Now, with Nova Scotia, we are hearing the very same thing.

1. He was a psychopath-an exceptional deviation from the norm.

2. Why didn't she just leave?

3. The RCMP were simply unable to do anything. This was beyond their scope and ability to intervene.

Beyond the shock of the rampage and the number of people that were killed, and the odd peculiar nature of the imitation police cruiser, etc., this is going to be considered an oddity and an exception to the norm. The RCMP will claim that nothing could have been done. Some band aid measures will be out in place that won't ever be enforceable, they will be just guidelines for the RCMP to follow which don't legally bind them to any wrongdoing in future failures to protect women from violence.

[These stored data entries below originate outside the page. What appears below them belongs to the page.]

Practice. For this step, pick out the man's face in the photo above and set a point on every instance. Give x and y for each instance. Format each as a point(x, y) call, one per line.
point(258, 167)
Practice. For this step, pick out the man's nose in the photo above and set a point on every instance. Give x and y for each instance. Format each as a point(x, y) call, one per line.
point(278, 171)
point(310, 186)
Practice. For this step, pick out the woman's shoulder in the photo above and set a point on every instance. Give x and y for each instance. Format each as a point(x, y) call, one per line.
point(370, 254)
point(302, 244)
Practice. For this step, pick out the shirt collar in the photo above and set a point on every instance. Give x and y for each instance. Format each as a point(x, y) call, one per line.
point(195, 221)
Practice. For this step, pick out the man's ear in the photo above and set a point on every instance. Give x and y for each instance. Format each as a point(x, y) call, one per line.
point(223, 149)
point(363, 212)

I don't expect to see any real social awareness about any real and meaningful institutional accountability to result from this.

MegB

My ex was physically, verbally and emotionally abusive and police refused to offer protection or even a deterrant (this was many years ago). He came to where I was staying with our infant daughter and backhanded me in the face with an ashtray as I was trying to feed her. I called the police. They said they could charge him with property damage (he put a fist through a window after I locked him out) but apparently assaulting a woman holding a newborn got a free pass - they refused to lay assault charges. Law enforcement and the legal system are both systemically misogynistic and so long as they remain so women will continue to be at the mercy of violent partners. It deeply saddens me that more than three decades after my experience nothing has changed.

Aristotleded24

"A man comes to work and shoots 15 co-workers. And what does every news reporter say? 'He just cracked and went berserk! He snapped!' I am here to tell you that never, ever, has happened. That is a process coming to that kind of violence that is as detectible as water coming to a boil"-Safety Consultant Gavin De Becker.

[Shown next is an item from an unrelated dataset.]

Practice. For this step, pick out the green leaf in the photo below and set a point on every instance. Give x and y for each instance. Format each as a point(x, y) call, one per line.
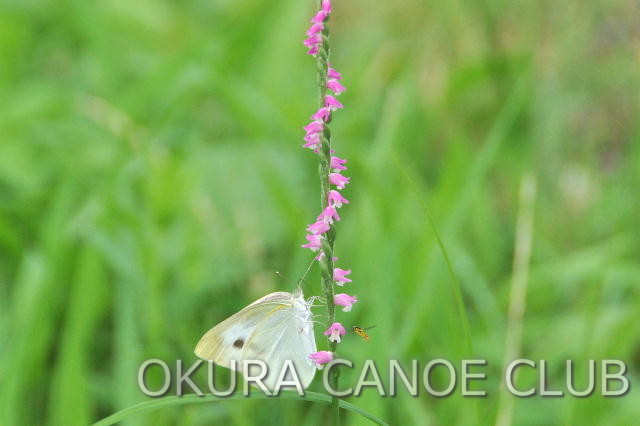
point(172, 401)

We've heard horror stories in this thread like those posted by Misfit and Meg. I'm seriously scratching my head about why these things continue to happen. A classmate of the 2 boys who shot 3 people before shooting themselves in Northern Manitoba last year said that they had been joking about killing since they were 13. Before the Ilsa Vista shooting in California, the shooter's parents and social worker called law enforcement but law enforcement didn't do anything.

We know the red flags, and we have increased surveillance of the population. How are these kinds of incidents still falling through the cracks and being allowed to happen?

kropotkin1951

Aristotleded24 wrote:

We know the red flags, and we have increased surveillance of the population. How are these kinds of incidents still falling through the cracks and being allowed to happen?

It is all about police training to begin with. Decades ago I took some courses in Crisis Intervention at the Justice Institute in BC which trains police and others in the justice professions and was not impressed with the whole feel of the place. The course itself was not as good as I had hoped and the atmosphere was not that inviting for many in the class. Then later one of the JI instructors who was teaching  courses to police in the proper use of force went drinking with some officer/students and beat up a paper delivery person for being brown and trying to ignore them.

The depth of the misogyny and racism in our justice system is unfathomable if one has not seen some aspect of it personally.